Optical clock distribution using computer generated holographic optical elements

Modern digital computers consist of hundreds of thousands of transistors interconnected with each other. As the speed and complexity of these computers continues to increase, the limitations imposed by electrical interconnections are being approached. Electrical interconnections limit the speed of communications between logic elements and occupy valuable area on both circuit boards and ICs. Free space optical interconnections have the capability of eliminating many of the problems associated with electrical interconnections.;An optical clock distribution system employing computer generated holographic optical elements is built and the procedure as well as the test results of this system is detailed in this thesis.
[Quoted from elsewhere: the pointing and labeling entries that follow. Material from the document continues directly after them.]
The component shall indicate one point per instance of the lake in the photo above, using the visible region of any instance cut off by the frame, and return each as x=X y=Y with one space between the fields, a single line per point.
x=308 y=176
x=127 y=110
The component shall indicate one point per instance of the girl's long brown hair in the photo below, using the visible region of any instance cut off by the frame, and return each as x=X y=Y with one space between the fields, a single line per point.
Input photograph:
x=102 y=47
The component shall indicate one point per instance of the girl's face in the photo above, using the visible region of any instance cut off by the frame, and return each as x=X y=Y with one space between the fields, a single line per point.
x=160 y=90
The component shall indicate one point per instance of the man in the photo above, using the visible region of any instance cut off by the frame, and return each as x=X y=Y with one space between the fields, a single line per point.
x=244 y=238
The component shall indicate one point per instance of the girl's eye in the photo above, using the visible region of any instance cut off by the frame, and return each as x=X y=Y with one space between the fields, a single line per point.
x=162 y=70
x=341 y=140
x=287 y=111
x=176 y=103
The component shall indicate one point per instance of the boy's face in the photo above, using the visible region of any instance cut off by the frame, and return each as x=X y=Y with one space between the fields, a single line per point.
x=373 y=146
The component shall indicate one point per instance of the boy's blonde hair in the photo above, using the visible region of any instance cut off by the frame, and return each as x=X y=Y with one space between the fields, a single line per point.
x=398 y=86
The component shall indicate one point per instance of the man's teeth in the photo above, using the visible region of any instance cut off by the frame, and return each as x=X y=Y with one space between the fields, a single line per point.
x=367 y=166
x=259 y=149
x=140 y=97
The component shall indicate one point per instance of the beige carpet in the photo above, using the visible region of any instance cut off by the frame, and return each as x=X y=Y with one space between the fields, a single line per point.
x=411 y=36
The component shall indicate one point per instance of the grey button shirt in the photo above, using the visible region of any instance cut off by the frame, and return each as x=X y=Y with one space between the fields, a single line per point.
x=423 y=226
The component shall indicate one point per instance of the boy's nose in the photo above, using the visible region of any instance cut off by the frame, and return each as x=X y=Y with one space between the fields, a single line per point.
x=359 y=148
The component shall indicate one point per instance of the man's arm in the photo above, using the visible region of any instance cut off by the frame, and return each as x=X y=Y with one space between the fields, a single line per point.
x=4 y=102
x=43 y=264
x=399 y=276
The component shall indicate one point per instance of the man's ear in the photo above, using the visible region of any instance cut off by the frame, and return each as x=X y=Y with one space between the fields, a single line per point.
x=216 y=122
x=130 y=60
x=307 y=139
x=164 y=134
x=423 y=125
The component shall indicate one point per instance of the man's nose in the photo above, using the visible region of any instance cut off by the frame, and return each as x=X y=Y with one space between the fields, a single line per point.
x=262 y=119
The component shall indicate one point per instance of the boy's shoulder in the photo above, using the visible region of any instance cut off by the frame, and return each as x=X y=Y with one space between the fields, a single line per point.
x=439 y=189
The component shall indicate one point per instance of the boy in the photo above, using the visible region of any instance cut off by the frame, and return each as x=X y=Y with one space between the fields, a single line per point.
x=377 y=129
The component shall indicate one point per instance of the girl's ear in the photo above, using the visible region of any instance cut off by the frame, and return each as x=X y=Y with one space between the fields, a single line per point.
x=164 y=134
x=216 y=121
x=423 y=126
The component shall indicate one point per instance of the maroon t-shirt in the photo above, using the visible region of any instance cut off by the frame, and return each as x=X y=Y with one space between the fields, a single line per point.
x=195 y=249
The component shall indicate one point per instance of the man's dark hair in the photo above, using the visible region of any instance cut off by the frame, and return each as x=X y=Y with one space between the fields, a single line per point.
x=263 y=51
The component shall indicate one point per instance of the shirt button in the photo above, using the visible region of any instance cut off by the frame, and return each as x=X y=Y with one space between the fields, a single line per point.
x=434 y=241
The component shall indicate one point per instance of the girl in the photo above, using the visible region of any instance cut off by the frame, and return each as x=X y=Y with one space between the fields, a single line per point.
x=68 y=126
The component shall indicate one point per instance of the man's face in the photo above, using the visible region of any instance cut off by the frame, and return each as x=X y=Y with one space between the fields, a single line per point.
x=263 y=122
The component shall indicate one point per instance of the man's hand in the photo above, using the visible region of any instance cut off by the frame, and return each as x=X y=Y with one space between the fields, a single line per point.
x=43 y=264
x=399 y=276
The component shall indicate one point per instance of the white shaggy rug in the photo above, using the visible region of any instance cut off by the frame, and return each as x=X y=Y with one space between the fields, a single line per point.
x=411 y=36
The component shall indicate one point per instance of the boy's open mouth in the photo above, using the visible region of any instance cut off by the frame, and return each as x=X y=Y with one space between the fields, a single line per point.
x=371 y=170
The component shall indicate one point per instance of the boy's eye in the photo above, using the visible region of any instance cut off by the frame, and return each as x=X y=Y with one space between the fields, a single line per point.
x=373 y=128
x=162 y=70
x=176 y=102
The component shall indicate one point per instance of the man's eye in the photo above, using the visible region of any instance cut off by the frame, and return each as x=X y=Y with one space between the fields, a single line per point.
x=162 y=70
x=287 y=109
Two holographic optical elements (HOEs) were built for use in the system: a binary-phase, reflection type and a quaternary-phase, reflection type. The frequency of the clock signal used is 1.0 GHz. The results of the system test are encouraging: without electronic amplification, the recovered clock signal has a SNR of 21 dB in the case of the binary-phase HOE, and an SNR of 28 dB when employing the quaternary-phase HOE. The increase in SNR is explained by the quaternary-phase HOE's measured efficiency of 69%, as compared to 35% for that of the binary-phase HOE. As well, the characteristics of the first Bessel beam produced by illumination of an HOE with light from a diode laser are reported.